Only difference is, most kids go on to lead normal, boring lives where they never venture out of the relative safety of the inside of an airplane. Director Christopher McQuarrie says this came about because they needed to raise the bar from the skyscraper stunts in the last film, Ghost Protocol, and an airplane was the next logical step:

So we came up with two incredibly physically punishing things for Tom to do and we ended up using both in the film. The first is the Airbus A400M scene, the second has only been fleetingly alluded to in the trailer. While searching for different locations, the production designer James Bissell bought me a model of this Airbus airplane and presented it as something we could use in the movie. I suggested to Tom ‘what if you were on the outside of this thing when it took off’. I meant it as sort of a half joke, but he said back to me: ‘yeah I could do that!’

OF COURSE HE DID. My stomach was flip-flopping before I even absorbed the true meaning of what a stunt like this would entail, but of course Cruise was immediately on board, so they immediately started trying to figure out what to do about the two main potential issues — "particles on the runway and bird strikes" — and just so many more after that.

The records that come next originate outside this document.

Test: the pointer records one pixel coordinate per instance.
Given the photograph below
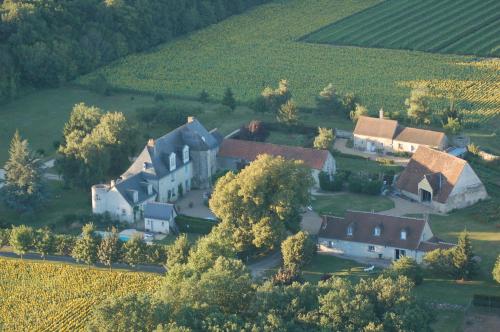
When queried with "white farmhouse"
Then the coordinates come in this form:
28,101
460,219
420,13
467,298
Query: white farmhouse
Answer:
379,236
235,154
159,217
166,168
383,135
440,180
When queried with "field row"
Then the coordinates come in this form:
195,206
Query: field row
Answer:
40,296
448,26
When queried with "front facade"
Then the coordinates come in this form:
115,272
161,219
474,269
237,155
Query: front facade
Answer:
235,154
440,180
377,236
379,135
165,169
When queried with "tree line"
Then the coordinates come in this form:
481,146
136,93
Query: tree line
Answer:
44,43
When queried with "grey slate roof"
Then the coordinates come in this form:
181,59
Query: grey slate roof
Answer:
134,183
156,210
156,156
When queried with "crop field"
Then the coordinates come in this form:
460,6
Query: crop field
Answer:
447,26
41,296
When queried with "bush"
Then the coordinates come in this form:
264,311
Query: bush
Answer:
406,266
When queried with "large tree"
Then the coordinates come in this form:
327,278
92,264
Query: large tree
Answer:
23,176
96,145
257,202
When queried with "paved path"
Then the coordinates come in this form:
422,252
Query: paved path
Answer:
340,145
258,269
66,259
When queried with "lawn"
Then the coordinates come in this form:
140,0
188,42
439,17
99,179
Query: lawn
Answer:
339,203
449,26
61,202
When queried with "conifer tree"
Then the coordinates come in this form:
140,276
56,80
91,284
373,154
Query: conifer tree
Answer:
23,179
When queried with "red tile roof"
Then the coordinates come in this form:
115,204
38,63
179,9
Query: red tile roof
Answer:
364,223
249,150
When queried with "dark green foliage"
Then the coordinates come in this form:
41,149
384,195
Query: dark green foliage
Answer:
228,99
408,267
46,43
23,190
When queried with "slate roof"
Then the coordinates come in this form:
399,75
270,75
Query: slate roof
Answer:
419,136
135,182
249,150
376,127
160,211
154,158
364,223
434,165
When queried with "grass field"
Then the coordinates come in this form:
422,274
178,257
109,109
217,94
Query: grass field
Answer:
42,296
447,26
339,203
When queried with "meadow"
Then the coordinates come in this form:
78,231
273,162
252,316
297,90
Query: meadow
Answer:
449,26
42,296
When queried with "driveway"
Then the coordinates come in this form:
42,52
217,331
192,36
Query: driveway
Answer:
340,145
198,209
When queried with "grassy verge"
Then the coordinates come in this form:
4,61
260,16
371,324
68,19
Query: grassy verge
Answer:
339,203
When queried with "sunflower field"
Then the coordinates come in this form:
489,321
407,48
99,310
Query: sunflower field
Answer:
43,296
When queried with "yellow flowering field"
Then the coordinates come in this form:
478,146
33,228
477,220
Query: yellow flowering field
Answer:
44,296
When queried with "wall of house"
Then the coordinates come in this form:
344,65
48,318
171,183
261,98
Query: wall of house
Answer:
357,249
171,182
157,225
361,143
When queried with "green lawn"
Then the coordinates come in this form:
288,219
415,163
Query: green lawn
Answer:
60,202
339,203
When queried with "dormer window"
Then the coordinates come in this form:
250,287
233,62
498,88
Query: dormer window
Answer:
185,154
172,161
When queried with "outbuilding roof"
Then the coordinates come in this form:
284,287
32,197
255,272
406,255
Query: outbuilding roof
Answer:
363,225
249,150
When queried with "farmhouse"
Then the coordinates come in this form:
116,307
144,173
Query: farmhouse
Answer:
375,235
441,180
235,154
183,159
384,135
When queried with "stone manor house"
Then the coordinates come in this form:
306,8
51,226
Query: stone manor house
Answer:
187,158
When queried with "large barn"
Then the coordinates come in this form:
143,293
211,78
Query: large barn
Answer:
441,180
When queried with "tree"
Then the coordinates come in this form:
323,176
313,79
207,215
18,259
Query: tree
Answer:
177,252
45,243
21,239
496,270
408,267
134,251
453,126
109,250
325,139
85,249
270,187
418,105
228,99
23,177
297,250
463,257
359,110
288,113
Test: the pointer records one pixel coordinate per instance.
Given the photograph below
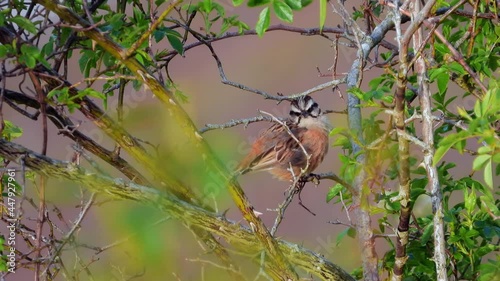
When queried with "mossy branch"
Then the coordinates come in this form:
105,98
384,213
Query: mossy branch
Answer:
281,268
238,236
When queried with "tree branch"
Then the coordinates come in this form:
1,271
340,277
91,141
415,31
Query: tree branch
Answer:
239,236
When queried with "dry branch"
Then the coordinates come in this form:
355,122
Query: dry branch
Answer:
239,236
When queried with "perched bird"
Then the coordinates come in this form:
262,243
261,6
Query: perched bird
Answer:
278,152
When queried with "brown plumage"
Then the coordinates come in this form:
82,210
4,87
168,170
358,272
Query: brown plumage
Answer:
276,151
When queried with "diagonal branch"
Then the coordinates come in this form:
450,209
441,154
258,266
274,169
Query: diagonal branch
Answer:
278,267
239,236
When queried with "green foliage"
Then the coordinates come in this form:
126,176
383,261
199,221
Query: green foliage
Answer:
263,22
11,131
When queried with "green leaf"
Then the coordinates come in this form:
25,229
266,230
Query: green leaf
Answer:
3,51
294,4
348,231
442,82
480,161
176,43
488,174
236,3
427,234
469,201
322,14
283,11
11,131
24,23
263,22
254,3
305,3
334,191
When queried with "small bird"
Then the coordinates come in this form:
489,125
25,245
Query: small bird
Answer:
278,152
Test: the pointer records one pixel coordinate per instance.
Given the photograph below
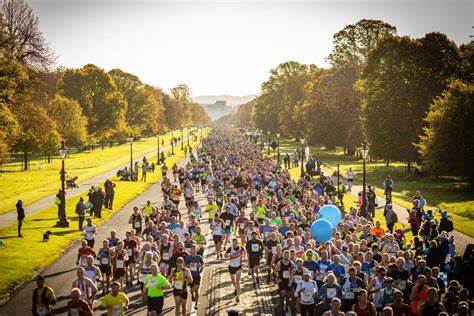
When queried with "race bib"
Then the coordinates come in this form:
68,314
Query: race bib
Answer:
402,284
83,262
152,282
41,311
255,247
178,285
117,310
331,293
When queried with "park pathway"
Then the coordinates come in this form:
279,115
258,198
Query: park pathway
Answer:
11,217
216,292
462,240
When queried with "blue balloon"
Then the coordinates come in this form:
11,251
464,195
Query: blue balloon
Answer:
321,230
330,213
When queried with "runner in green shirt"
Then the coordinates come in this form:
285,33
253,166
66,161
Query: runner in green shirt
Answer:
153,293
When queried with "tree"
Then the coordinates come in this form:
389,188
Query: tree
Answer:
400,80
353,43
28,45
181,93
36,127
97,94
275,108
447,146
140,107
72,124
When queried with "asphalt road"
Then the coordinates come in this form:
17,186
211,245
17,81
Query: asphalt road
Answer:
11,217
61,273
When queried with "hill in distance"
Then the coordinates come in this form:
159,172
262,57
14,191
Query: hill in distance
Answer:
231,100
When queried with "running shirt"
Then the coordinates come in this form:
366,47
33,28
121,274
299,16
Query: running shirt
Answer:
235,256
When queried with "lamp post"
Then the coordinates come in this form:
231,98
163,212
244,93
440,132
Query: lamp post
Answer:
189,134
364,151
158,150
278,142
131,153
63,221
302,156
268,143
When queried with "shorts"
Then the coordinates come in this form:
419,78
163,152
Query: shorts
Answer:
254,261
119,273
196,280
90,243
217,238
234,270
155,304
284,285
105,269
181,293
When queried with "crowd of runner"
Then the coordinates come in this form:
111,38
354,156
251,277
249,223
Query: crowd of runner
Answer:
260,223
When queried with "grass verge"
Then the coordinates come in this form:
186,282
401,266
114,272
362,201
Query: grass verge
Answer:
447,193
43,178
22,258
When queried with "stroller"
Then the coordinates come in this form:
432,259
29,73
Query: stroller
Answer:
71,183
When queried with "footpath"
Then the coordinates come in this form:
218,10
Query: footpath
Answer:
461,240
11,217
216,292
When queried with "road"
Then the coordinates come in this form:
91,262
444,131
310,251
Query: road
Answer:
11,217
216,294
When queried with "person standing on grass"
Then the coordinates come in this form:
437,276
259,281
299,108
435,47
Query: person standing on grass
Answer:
391,217
388,185
81,211
20,215
144,171
43,298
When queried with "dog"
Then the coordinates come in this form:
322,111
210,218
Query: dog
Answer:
46,236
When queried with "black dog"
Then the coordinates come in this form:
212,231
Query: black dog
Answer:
46,236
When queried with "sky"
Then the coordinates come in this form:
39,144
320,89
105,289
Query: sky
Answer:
225,46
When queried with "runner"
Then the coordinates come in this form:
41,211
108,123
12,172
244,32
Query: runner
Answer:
153,292
116,302
236,255
180,277
254,248
195,263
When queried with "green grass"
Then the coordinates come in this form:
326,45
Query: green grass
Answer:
21,258
350,200
447,193
43,178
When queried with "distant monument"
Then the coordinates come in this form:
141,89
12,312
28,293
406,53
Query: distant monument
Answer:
218,109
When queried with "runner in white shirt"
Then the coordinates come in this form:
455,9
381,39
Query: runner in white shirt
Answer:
305,292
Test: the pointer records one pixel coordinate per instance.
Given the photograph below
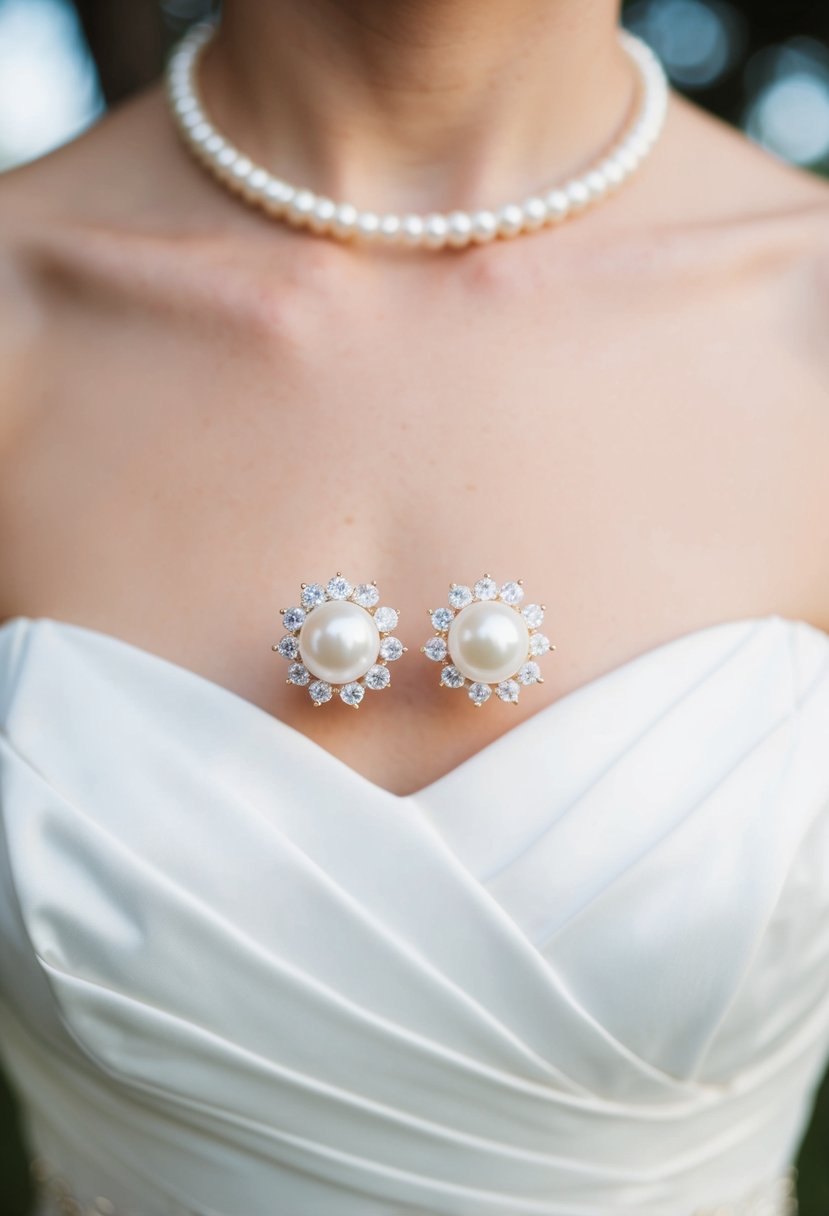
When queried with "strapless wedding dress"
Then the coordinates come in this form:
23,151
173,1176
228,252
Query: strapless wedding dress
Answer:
586,973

I also was testing how to keep my eyes open so you have a shot – I can’t have my eyes closed the entire time. The thing that no one else was thinking about, but I was, was the fuel. You have jet fuel coming right out of the back at me because I’m on the wing above the engine. Even when we were taxying I was also inhaling the fumes and they were going in my eyes. So we came up with this idea of a lens that covered my entire eyeball. So that when I opened my eyes my pupils and retina had protection from any particles and hard air from the runway.

Literally did not even think of any of this, and now that I have, might not be able to watch this movie. Even knowing that Cruise survived it and didn't become a sac full of airpulp held together by a suit during one of the EIGHT SEPARATE TIMES he had to accompany an airplane on both its ascent and descent.

I’m on the side of the plane from the moment the engine starts to the moment the engine shuts down. The climb, the taxi, down the runway, getting the shot, leveling off, turning around and landing. And I did it EIGHT TIMES to get the shot.

Congratulations, my dude, you just won the First Annual Craziest Mother-Effer In The Air contest. Well-deserved.